Ser conocida, amada y comprendida. Se me cortó la respiración…
Ay si me atreviese…
El viento influye de forma curiosa en las personas: les da la vuelta y las lleva a bailar. En ese instante convirtió nuevamente a Thierry en un chiquillo con el pelo revuelto, los ojos brillantes y sueños desaforados. En todo momento fui consciente de la advertencia y creo que incluso entonces supe que, pese a su calidez y su afecto, Thierry le Tresset no estaría a la altura del viento.

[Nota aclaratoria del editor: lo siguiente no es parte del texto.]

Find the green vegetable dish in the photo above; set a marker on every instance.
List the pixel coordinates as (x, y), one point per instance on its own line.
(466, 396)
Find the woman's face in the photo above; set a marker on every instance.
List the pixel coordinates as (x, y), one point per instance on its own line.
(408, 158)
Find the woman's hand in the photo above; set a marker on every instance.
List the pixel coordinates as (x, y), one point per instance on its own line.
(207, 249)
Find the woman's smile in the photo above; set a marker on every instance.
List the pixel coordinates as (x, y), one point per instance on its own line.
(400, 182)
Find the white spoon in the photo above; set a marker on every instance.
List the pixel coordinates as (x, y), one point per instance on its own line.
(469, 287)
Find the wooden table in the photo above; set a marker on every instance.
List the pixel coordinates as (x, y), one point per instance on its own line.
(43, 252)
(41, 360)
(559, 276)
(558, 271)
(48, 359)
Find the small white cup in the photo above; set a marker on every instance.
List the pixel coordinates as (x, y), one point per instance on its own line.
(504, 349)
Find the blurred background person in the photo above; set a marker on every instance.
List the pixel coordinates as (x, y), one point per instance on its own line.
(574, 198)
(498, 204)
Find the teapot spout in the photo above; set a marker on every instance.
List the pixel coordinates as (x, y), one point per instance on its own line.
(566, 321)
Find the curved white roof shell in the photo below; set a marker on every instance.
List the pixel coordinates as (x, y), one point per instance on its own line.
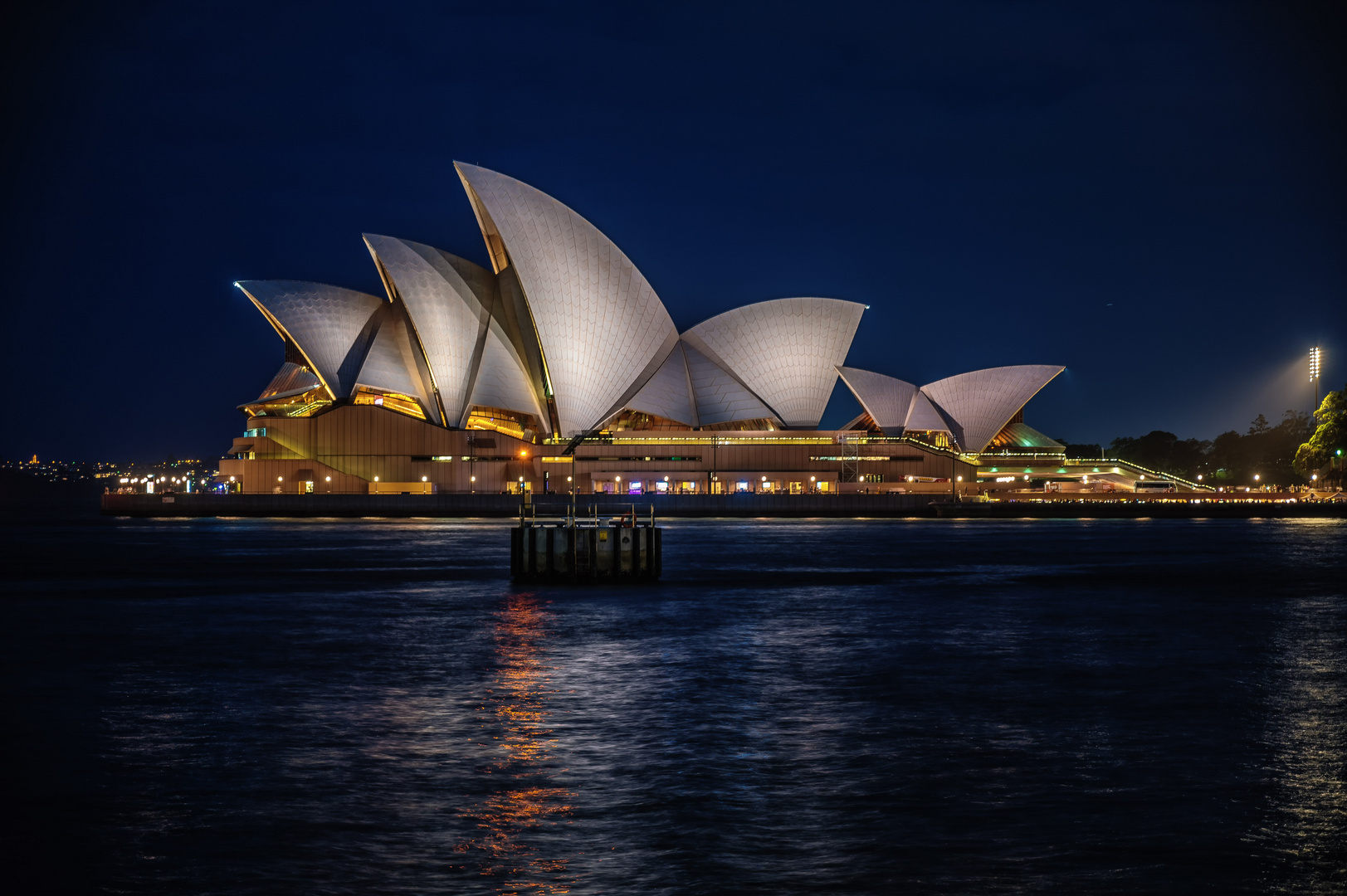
(925, 416)
(325, 321)
(391, 363)
(501, 382)
(668, 392)
(784, 351)
(449, 304)
(982, 402)
(291, 379)
(600, 322)
(886, 399)
(718, 397)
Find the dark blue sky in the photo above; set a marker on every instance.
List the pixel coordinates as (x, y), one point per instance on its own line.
(1150, 194)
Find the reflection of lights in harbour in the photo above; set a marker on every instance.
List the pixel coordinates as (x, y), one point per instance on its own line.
(514, 820)
(1308, 731)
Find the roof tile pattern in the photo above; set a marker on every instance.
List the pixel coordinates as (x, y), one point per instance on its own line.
(445, 308)
(501, 382)
(598, 321)
(787, 351)
(925, 418)
(720, 397)
(324, 321)
(983, 402)
(886, 399)
(391, 364)
(667, 394)
(290, 379)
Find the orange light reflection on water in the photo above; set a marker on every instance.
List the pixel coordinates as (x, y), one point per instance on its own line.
(525, 807)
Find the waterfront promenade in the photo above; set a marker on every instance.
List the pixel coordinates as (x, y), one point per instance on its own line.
(706, 505)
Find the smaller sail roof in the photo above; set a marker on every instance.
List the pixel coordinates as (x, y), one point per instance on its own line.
(982, 402)
(325, 322)
(501, 382)
(291, 379)
(784, 351)
(925, 416)
(600, 324)
(391, 363)
(668, 394)
(886, 399)
(449, 300)
(721, 397)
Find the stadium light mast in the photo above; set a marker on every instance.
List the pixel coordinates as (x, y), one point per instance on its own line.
(1315, 358)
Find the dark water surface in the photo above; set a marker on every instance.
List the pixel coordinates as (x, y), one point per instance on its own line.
(369, 706)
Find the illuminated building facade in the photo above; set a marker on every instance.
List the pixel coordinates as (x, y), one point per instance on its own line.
(559, 368)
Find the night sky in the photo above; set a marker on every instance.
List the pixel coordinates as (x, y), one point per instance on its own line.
(1149, 194)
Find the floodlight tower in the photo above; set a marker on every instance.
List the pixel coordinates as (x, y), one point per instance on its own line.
(1315, 356)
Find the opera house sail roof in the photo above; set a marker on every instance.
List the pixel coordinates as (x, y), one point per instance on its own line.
(564, 336)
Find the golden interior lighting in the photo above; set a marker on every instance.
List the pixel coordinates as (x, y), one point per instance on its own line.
(391, 401)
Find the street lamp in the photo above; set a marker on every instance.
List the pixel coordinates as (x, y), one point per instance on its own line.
(1315, 365)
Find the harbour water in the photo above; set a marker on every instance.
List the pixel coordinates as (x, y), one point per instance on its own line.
(834, 706)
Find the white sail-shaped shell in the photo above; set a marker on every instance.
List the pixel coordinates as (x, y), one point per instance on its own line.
(600, 324)
(449, 300)
(886, 399)
(500, 380)
(982, 402)
(720, 397)
(786, 351)
(668, 392)
(326, 322)
(391, 363)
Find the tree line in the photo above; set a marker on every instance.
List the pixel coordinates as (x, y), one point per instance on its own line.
(1286, 453)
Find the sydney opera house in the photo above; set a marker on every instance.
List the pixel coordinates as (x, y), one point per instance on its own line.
(559, 368)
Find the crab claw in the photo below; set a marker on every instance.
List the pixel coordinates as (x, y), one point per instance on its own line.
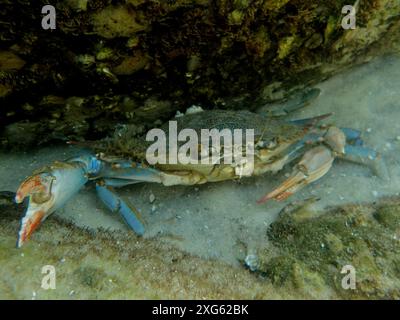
(47, 190)
(314, 164)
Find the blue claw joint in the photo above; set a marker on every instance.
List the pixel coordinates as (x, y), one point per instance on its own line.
(49, 188)
(116, 204)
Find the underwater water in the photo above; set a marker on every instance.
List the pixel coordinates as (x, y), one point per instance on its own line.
(214, 240)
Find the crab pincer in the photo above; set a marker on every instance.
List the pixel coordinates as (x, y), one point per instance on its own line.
(314, 164)
(47, 190)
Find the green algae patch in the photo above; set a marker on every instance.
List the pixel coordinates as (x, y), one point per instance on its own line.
(310, 251)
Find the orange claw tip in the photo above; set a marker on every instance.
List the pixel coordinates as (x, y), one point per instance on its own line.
(28, 226)
(264, 199)
(30, 185)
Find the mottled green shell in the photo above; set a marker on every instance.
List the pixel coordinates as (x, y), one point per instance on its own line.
(125, 143)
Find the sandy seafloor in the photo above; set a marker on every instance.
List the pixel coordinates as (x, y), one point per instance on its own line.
(222, 220)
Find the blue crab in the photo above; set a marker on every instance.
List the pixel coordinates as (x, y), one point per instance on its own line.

—No me gustaría perder la chocolatería —expliqué, aunque tal vez se lo dije al viento—. Necesito conservarla. Quiero que sea mía.
Thierry rio.
—¿Eso es todo? Yanne, cásate conmigo. —Sonrió de oreja a oreja—. Así tendrás todas las chocolaterías y los bombones que quieras. Siempre sabrás a chocolate e incluso olerás a chocolate… y yo también…
Me resultó imposible no reír. Thierry me cogió de las manos y me hizo girar sobre la grava, por lo que a Rosette le entró hipo a causa de la risa.
Tal vez por eso dije lo que dije; fue un instante de temerosa impulsividad, con el viento en los oídos, el pelo sobre la cara y Thierry que me abrazó con todas sus fuerzas y susurró «Yanne, te quiero» con un tono de voz que parecía asustado.
Súbitamente pensé que a Thierry le daba miedo perderme y fue entonces cuando lo dije, sabedora que a partir de ese punto no había vuelta atrás, con los ojos llenos de lágrimas y la nariz sonrosada y moqueante por el frío invernal.
—De acuerdo —repliqué—. Pero lo haremos discretamente…
Thierry abrió desmesuradamente los ojos porque mi respuesta lo cogió por sorpresa.
—¿Estás segura? —preguntó casi sin aliento—. Pensaba que querías…, ya me entiendes. —Volvió a esbozar una sonrisa—. Pensaba que querías el vestido, la iglesia, el coro, las damas de honor, las campanas…, toda la pesca.
Negué con la cabeza y precisé:
—Sin aspavientos.
Thierry me besó nuevamente.
—Como quieras, siempre y cuando digas que sí.
Durante unos segundos todo fue magnífico y tuve el pequeño y dulce sueño en mis manos. Me dije que Thierry es un buen hombre, un hombre con raíces y principios.
Y con dinero, Vianne, no lo olvides, declaró una vocecilla malévola en mi cabeza, pero su tono sonó débil y se desvaneció cuando me entregué al pequeño y dulce sueño. Maldije esa voz y también el viento. Esta vez no nos arrastraría.